I believe that the Protocol has remedied weaknesses of both the CEDAW and the African Charter in terms of accommodating universal rights of African women with cultural sensitivities of their community. On one hand, the protocol draws inspiration from global human rights norms through ‘cut and mix’ approach, on the other hand, it has contextualized these global norms to African reality. In that sense, it overcomes universalism/relativism dichotomy in the women’s right discourse. Most importantly, Article 17 of the protocol provides that “Women shall have the right to live in a positive cultural context and to participate at all levels in the determination of cultural policies.” Rather than being a mere subject of the discourse, this provision paves the way for African women to be a part of internal dialogue, active participants in reforming discriminatory traditions and harmful cultural practices which are entrenched in the social structure. From this, it can be inferred that the Maputo Protocol reconciled the doctrine of universalism and cultural relativism to an appreciable extent. 

Conclusion

The complex relationship between culture and women’s right should not be framed in an “either-or” fashion. Such formulations consider universalism and relativism as inherently conflicting parallel axioms which may not be compromised within women’s human rights paradigm. However, in an exceptionally heterogeneous continent like Africa, underestimating the role of culture in the development of modern human rights standards could be counterproductive as the former provides credibility and legitimacy to the latter. On the converse side, the transformative effect of global human rights standards over oppressive and exploitive culture and traditions also should not be overlooked. As Faulk has rightly pointed out, hesitation to look at different cultural norms through the lens of international human rights standards would result in “a regressive disposition towards the retention of cruel, brutal, and exploitative aspects of religious and cultural tradition”. From this standpoint, the attempt of the African Charter to reconcile universally recognized rights of women with society’s cultural self-determination appears to be unsuccessful as the commitment to gender equality is much less than the emphasis given to traditional values.
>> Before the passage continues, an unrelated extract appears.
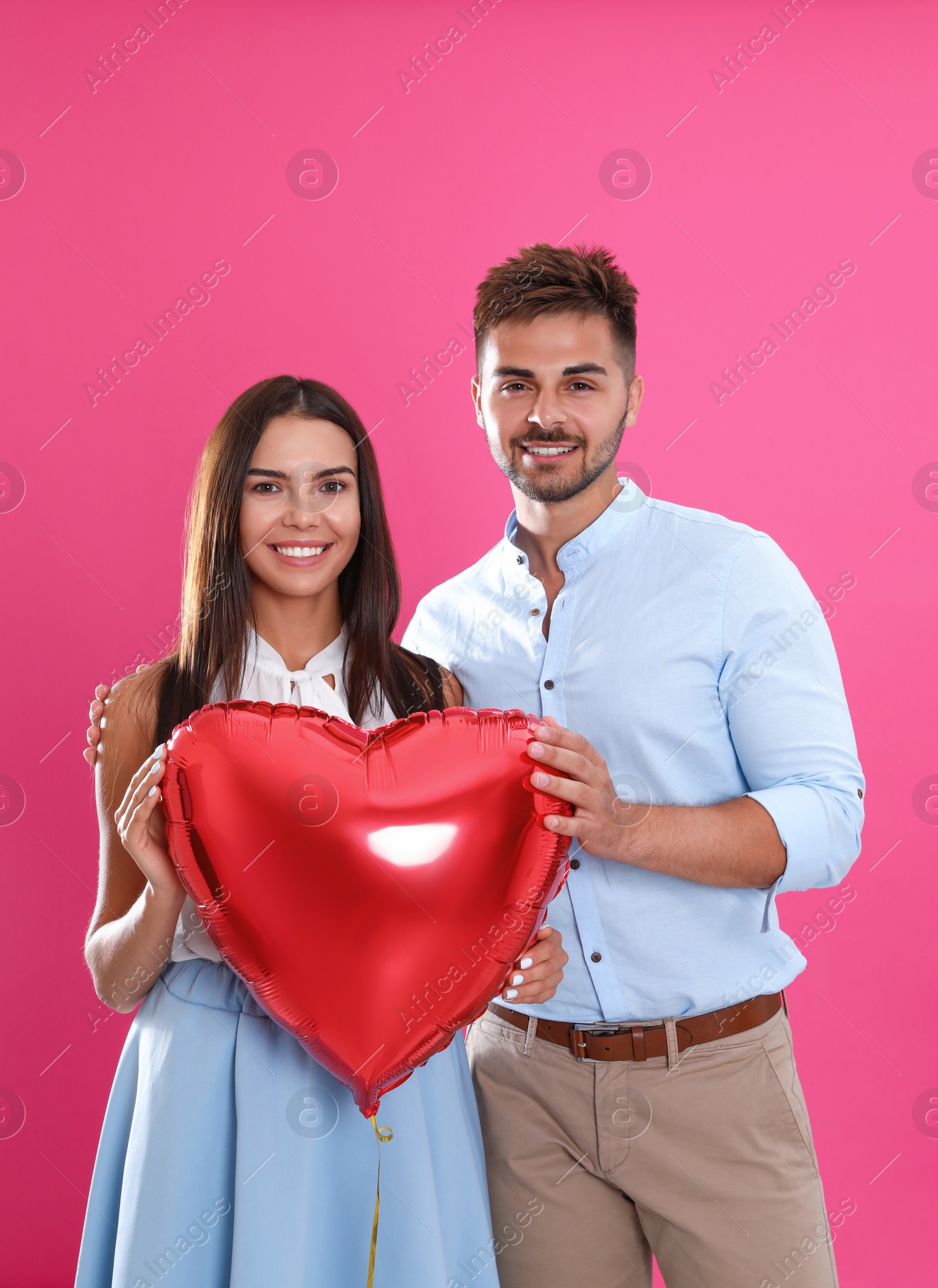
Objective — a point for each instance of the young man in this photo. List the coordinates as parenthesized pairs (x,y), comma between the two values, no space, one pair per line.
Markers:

The Maputo Protocol, on the other hand, exemplifies how, in the face of profound diversity, the bottom-up approaches anchored in local cultures can be productive in enhancing and reinforcing women’s right.

Temelso Gashaw is an Assistant Lecturer at Mizan-Tepi University (Ethiopia) and a recent graduate of the Human Rights Law LLM programme at the Central European University. Currently, he is pursuing his second Master’s at Dokuz Eylül University. His thesis, Constitutional Nationalism in Multi-ethnic Society” examines the implication of ethno-federalism on the fundamental rights of internal minorities in Ethiopia.